Hi,
What should be the size of the tensor attention_weights in the function scaled_dot_product_attention_test?
Should it be (3,1,14) or (3,1,3,4)?
Thanks, I am stuck!
Hi,
What should be the size of the tensor attention_weights in the function scaled_dot_product_attention_test?
Should it be (3,1,14) or (3,1,3,4)?
Thanks, I am stuck!
Probably you should have posted this in Course 5, not Course 4.
I get (3, 4).
Yes, you are right, it should be course 5.
I think my problem comes from the function create_padding_mask which creates extra dimension with
return seq[:, tf.newaxis, tf.newaxis, :]
as the last line
I am not sure if I coded this or if it was there already…
Do you have this as well?
The create_padding_mask() function was provided in the notebook You did not have to modify it.
ok, that’s what I thought.
Then I don’t understand where the error for my scaled_dot_product_attention comes from.
It contains the right values but it seems like the shape of the tensor (3,1,3,2) is not correct.
attention_weights uses tf.keras.activations.softmax(…).
When you get your code working, please edit your replies that contain your code and delete the code. That clears you with the course Honor Code.
And I think axis should be dk, not -1. I’m not sure whether -1 works there in all cases.

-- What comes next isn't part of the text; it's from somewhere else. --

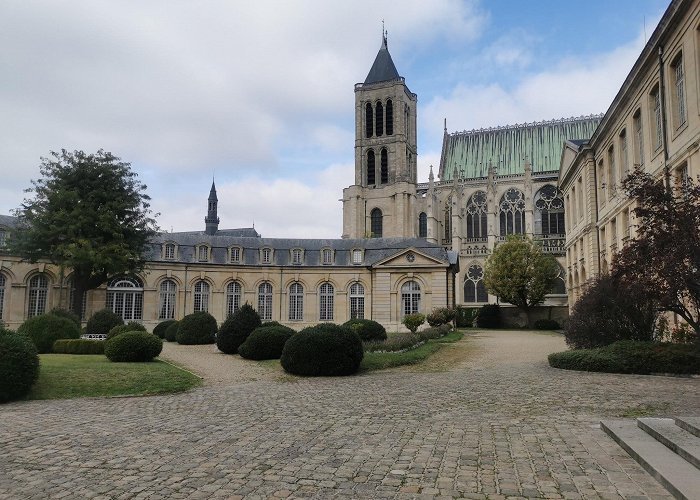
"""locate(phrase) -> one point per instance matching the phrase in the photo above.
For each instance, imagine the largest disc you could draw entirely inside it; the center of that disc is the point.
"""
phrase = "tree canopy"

But, if you do that, dk should not include the square root. So you’d need to modify your code for the scaled_attention_logits.
Thanks.
But it still is not working.
Can you confirm that the shape of the output of scaled_dot_product_attention should be (3,1,3,2) for the test scaled_dot_product_attention_test ?
No.
I get (3,2) for the output shape.
My bad, I was using the mask created before instead of the mask given in that function. My bad.